SCD Type 2 Delta Merge Node Examples

Example of Performing an SCD2 Merge

  • OUTPUT STORAGE LEVEL: DEFAULT

  • TARGET TYPE: Delta

  • TARGET DELTA PATH: /user/hive/warehouse/dim_customers

  • KEY COLUMNS: customer_id

  • ACTIVE FLAG COLUMN: is_current

  • ACTIVE FLAG VALUE: true

  • START DATE COLUMN NAME: effective_start_date

  • END DATE COLUMN NAME: effective_end_date

  • START DATE COLUMN VALUE: current_date()

  • END DATE COLUMN VALUE: date_add(current_date(), 10000) (adding 10000 days to represent a date far in the future)

This configuration would:

Perform an SCD2 merge on the dim_customers Delta Lake table.

Use customer_id to match rows.

Use is_current as the active flag column, with true representing active records.

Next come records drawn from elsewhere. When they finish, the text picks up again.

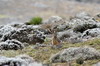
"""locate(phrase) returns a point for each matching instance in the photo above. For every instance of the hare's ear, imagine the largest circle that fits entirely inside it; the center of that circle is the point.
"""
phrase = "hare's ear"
(50, 30)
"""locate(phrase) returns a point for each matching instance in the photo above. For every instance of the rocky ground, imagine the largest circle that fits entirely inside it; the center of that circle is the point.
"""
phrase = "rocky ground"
(12, 11)
(79, 37)
(31, 45)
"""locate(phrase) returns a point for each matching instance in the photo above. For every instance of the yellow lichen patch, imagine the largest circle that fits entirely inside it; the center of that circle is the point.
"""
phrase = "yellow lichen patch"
(3, 16)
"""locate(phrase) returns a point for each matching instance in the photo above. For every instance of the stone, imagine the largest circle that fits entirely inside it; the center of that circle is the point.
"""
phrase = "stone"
(25, 33)
(21, 60)
(11, 45)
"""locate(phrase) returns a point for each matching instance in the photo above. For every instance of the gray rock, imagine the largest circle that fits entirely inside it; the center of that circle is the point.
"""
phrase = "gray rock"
(82, 22)
(22, 60)
(97, 64)
(11, 45)
(24, 33)
(87, 53)
(54, 19)
(91, 32)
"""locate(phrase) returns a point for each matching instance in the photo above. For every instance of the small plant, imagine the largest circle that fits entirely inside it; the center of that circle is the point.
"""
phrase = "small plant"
(80, 61)
(35, 21)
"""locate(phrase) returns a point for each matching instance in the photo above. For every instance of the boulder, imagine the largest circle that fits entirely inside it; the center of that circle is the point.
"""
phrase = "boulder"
(91, 32)
(22, 60)
(23, 33)
(82, 22)
(97, 64)
(54, 19)
(11, 45)
(73, 53)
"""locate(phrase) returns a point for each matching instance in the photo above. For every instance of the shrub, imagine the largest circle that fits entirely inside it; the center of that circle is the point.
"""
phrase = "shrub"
(35, 21)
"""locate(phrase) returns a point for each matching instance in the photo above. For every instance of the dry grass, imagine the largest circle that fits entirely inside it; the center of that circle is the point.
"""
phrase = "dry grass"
(43, 54)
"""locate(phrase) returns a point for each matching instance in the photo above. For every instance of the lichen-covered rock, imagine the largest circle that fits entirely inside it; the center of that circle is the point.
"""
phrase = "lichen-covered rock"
(24, 33)
(54, 19)
(82, 15)
(91, 32)
(11, 45)
(82, 22)
(97, 64)
(22, 60)
(87, 53)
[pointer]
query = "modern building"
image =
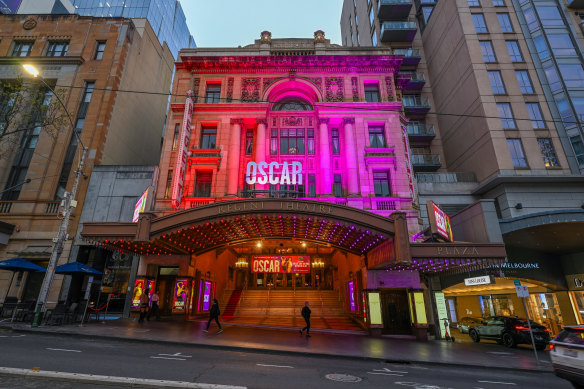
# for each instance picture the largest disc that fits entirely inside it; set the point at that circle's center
(288, 180)
(505, 91)
(98, 69)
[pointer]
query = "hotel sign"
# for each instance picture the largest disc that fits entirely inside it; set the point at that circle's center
(182, 153)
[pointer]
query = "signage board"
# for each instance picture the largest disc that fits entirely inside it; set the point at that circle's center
(182, 153)
(482, 280)
(439, 221)
(280, 264)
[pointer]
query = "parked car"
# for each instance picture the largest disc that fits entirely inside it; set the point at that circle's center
(567, 355)
(465, 323)
(510, 331)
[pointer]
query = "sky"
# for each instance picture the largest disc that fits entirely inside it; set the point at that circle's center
(231, 23)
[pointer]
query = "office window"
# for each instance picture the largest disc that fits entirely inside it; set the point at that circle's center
(496, 82)
(550, 159)
(488, 52)
(524, 81)
(337, 185)
(292, 142)
(99, 49)
(57, 48)
(213, 94)
(381, 183)
(208, 138)
(505, 22)
(506, 116)
(480, 24)
(517, 154)
(22, 48)
(376, 136)
(249, 142)
(372, 92)
(514, 51)
(535, 115)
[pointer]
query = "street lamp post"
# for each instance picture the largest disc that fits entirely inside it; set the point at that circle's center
(69, 203)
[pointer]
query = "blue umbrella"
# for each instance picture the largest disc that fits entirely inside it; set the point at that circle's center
(72, 268)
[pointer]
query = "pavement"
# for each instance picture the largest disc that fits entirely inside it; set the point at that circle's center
(322, 343)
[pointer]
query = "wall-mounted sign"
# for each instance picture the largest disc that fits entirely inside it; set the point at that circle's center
(273, 173)
(439, 221)
(280, 264)
(482, 280)
(182, 153)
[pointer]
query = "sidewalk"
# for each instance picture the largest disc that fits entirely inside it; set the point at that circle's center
(288, 341)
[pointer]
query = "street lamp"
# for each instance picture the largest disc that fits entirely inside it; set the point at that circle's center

Use effective_start_date and effective_end_date to track the validity period of each record.

Set the effective_start_date to the current date for new and updated records.

Set the effective_end_date to a date far in the future for new and updated records.

This setup ensures that you maintain a full history of changes in your customer dimension table, allowing you to analyze customer data over time.